Le dolía todo el cuerpo. No sabía cuánto tiempo había pasado desde que había grabado la cinta para Cito, pero le parecían días y meses y años. Le parecía una eternidad.
Tenía hambre y sed. Sentía los ojos como si tuviera una nube apretada contra los párpados y que llenara el resto de su cabeza. No recordaba cuándo había estado tan cansada, y si no hubiera sentido el cuerpo tan entumecido, y las piernas y brazos tan pesados, habría experimentado algo más que un poco de angustia por el hecho de que el estómago había empezado a dolerle, debido al tiempo transcurrido desde el pastel de carne y el zumo de manzana. Pero aún podía saborearlos si pasaba la lengua por el paladar.
Un pinchazo atravesó su estómago. Sin levantarse de la manta mojada, alzó las rodillas y se ovilló, lo cual estiró la manta unos centímetros y la dejó expuesta al aire húmedo de su oscura prisión.
—Frío —murmuró con sus labios agrietados, y se ciñó la chaqueta de punto alrededor del cuerpo. Puso una mano entre las piernas para calentarla. Embutió la otra en el bolsillo de la chaqueta.
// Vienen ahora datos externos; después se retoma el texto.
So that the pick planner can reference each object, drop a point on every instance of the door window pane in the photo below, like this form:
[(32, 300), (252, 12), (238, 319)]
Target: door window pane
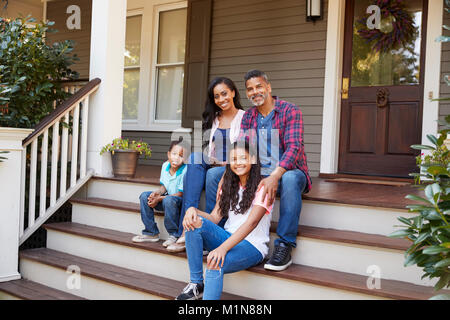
[(133, 41), (170, 93), (132, 68), (172, 36), (386, 43)]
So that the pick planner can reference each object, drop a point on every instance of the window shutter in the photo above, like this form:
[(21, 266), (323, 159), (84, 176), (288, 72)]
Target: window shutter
[(196, 61)]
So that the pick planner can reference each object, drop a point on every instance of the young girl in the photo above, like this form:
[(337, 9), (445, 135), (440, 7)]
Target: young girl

Entonces, le tocó dentro del bolsillo, y sus ojos se abrieron a la oscuridad mientras se preguntaba cómo había podido olvidarse del pequeño Widgie. Qué mala amiga era, pensó, ansiosa por hablar con Breta, mientras Widgie había sufrido todo el tiempo frío, angustia, hambre y sed, al igual que Lottie.
—Lo siento, Widgie —murmuró, y cerró los dedos sobre el bulto de arcilla que, como Cito le había explicado con todo detalle, había sido cocido, vidriado e introducido mucho tiempo atrás en un bombón sorpresa de Navidad para deleite de un niño que había vivido décadas y décadas antes del nacimiento de Charlotee. Palpó las púas del lomo de Widgie y el punto de un extremo que hacía las veces de hocico. Cito y ella lo habían visto un día en una tienda de Camden Passage, entre un despliegue de otras figurillas similares, cuando habían ido a buscar algo especial para mamá como regalo del día de la Madre.
—¡Un erizo, un erizo! —había chillado Lottie, con el dedo apuntado al minúsculo ser—. ¡Cito, es como la señora Tiggy-Winkle!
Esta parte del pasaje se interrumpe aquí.